Por Júlio Roldão *
Menos de cem anos depois de um horrível crime ocorrido numa aldeia serrana do Norte do país, o assassínio de uma jovem mulher queimada viva por outras mulheres que diziam acreditar estar a jovem possuída pelo diabo, menos de cem anos depois deste horrível crime (que deu origem à obra de Bernardo Santareno "O Crime da Aldeia Velha"), um pouco mais a Sul, mas ainda em Portugal, uma menina de três anos terá sido torturada até à morte por três adultos que dessa forma pretenderiam forçar a mãe da vítima a pagar uma suposta dívida de 400 euros.

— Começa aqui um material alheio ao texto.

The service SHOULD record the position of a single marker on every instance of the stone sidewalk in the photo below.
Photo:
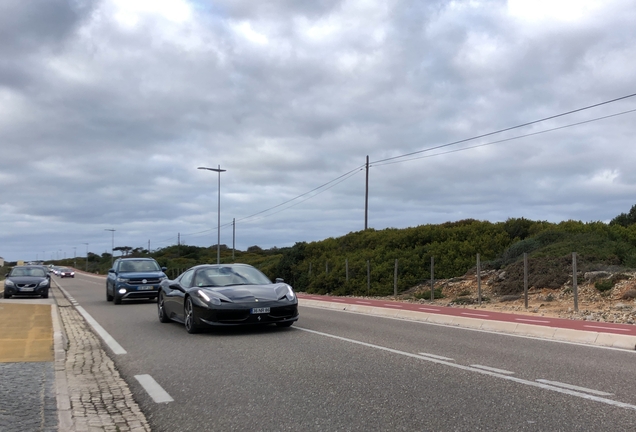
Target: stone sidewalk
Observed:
(91, 394)
(74, 389)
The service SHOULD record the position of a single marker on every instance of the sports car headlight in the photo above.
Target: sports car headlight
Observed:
(290, 294)
(207, 298)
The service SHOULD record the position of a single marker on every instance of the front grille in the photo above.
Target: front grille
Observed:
(283, 312)
(232, 315)
(139, 281)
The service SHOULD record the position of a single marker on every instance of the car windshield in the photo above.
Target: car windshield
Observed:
(33, 272)
(229, 276)
(139, 266)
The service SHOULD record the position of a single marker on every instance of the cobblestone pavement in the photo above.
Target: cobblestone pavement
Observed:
(93, 397)
(27, 392)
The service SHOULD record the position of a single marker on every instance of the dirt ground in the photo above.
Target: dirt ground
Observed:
(614, 305)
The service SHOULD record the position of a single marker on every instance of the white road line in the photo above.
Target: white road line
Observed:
(437, 357)
(529, 320)
(502, 371)
(106, 337)
(481, 371)
(571, 387)
(156, 392)
(607, 328)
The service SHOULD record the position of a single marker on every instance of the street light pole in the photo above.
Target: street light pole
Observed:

Em 1953, vinte anos depois do crime da "Aldeia Velha" (assim citado para não recordar o verdadeiro nome da aldeia), em plena ditadura do chamado Estado Novo, um regime sem liberdades e com censura ao que se escrevia, o assassínio, numa fogueira inquisitorial, de uma jovem mulher, ainda era falado com horror na região onde ocorreu. Guardei este testemunho directamente de minha mãe, que, vinda do Sul, fixou-se a Norte, em 1953, numa pequena cidade relativamente perto dessa aldeia velha.
Também o assassínio da menina de três anos, notícia actualmente dominante nos variados espaços informativos dos canais de televisão em Portugal, corre o risco de ficar gravado na memória dos nossos pesadelos. Estranhamente, ambos os casos estão embrulhados numa névoa de obscurantismo que toca universos de bruxarias - a vítima de 1933 era vista como bruxa, filha de bruxa, e a principal suspeita de ser a autora do crime de 2022 será bruxa de profissão e terá participado no assassínio da menina de três anos para forçar a mãe da menina a pagar uma dívida por uma "consulta" de bruxaria.
Foi isto que passou, até à exaustão, em longas emissões em directo dos vários canais de televisão portugueses que reportaram o cortejo fúnebre da menina, e é isto que está a passar à porta do tribunal onde os suspeitos começaram a ser ouvidos e poderão vir a ser julgados. Tudo isto com recolhas de testemunhos, sempre não editados, mesmo quando são testemunhos que potenciam os sentimentos mais primários que casos como estes inevitavelmente provocam.
Por muito que me custe admiti-lo, a linha informativa que está a marcar o caso da menina assassinada para forçar a mãe a pagar uma suposta dívida contraída numa suposta consulta de bruxaria também é desinformação. Quase um século depois do Crime da Aldeia Velha e quase meio século depois de Portugal ter começado a viver em Democracia.
Júlio Roldão, jornalista desde 1977, nasceu no Porto em 1953, estudou em Coimbra, onde passou, nos anos 70, pelo Teatro dos Estudantes e pelo Círculo de Artes Plásticas, tendo, em 1984, regressado ao Porto, onde vive.